A volunteer from Ickenham has been awarded with a British Empire Medal for her services to the Sikh community.
Harbans Sidhu, 57, worked with the charity United Sikhs to help hundreds of Indian nationals to return home.
She said: “It all started with an influx of immigrants, some of them were desperate people. I thought: 'This could be my son on the street'.
“Initially we starting giving them clothing and food but then we found some of them wanted to go home.
"So I started calling the Home Office. It took a lot of meetings, leg-work, convincing, influencing but we've sent over 300 people home now.”
Ms Sidhu, who tragically lost her husband and brought up their two children single-handedly, is honoured in recognition of her hard work.
She said: “I didn't expect anything, everyone helps other people. I felt a bit shaken, that somebody is recognising what I do."
Humble Ms Sidhu, who says volunteering is “part of who she is” was nominated by the Home Office for the achievement.
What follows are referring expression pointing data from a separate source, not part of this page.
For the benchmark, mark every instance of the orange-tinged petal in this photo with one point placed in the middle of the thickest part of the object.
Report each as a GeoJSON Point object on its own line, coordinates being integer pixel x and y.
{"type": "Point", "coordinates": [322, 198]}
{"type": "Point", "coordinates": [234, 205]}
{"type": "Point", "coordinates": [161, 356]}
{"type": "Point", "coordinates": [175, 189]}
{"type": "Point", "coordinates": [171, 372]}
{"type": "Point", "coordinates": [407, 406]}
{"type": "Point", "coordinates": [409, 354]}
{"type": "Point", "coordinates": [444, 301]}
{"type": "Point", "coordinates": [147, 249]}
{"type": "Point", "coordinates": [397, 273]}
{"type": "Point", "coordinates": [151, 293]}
She explains what it's like when an Indian national is returned to their family: “I can't tell you the feeling, I can't describe the good feeling.
“I feel like my life is worth living when you've helped someone and you make a change to their life.
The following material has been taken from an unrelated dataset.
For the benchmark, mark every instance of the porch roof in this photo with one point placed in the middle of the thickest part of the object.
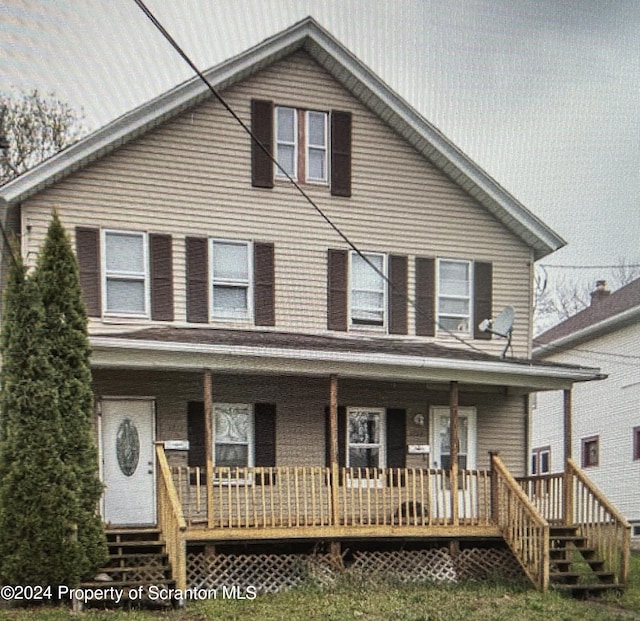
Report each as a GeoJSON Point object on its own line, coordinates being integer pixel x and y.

“We just did it all quietly and we didn't know that somebody upstairs is watching us.”
United Sikhs are based within the Ealing community, attending the Singh Sabha Gurdwara.
Ms Sidhu acted as a crucial conduit between Immigration Enforcement (IE) and individuals, arranging paperwork and meeting IE staff to progress cases. She spent her free time counselling individuals, reassuring their travel arrangements.
She added: “There are no opportunities for these people India, they aren't educated. So they came here for economic reasons. The minute you hand them a ticket and they can go back home, their eyes just fill with tears and it's such a reward for me.”
After already giving seven years of volunteering, Ms Sidhu hopes to continue helping people, now as a qualified mediator.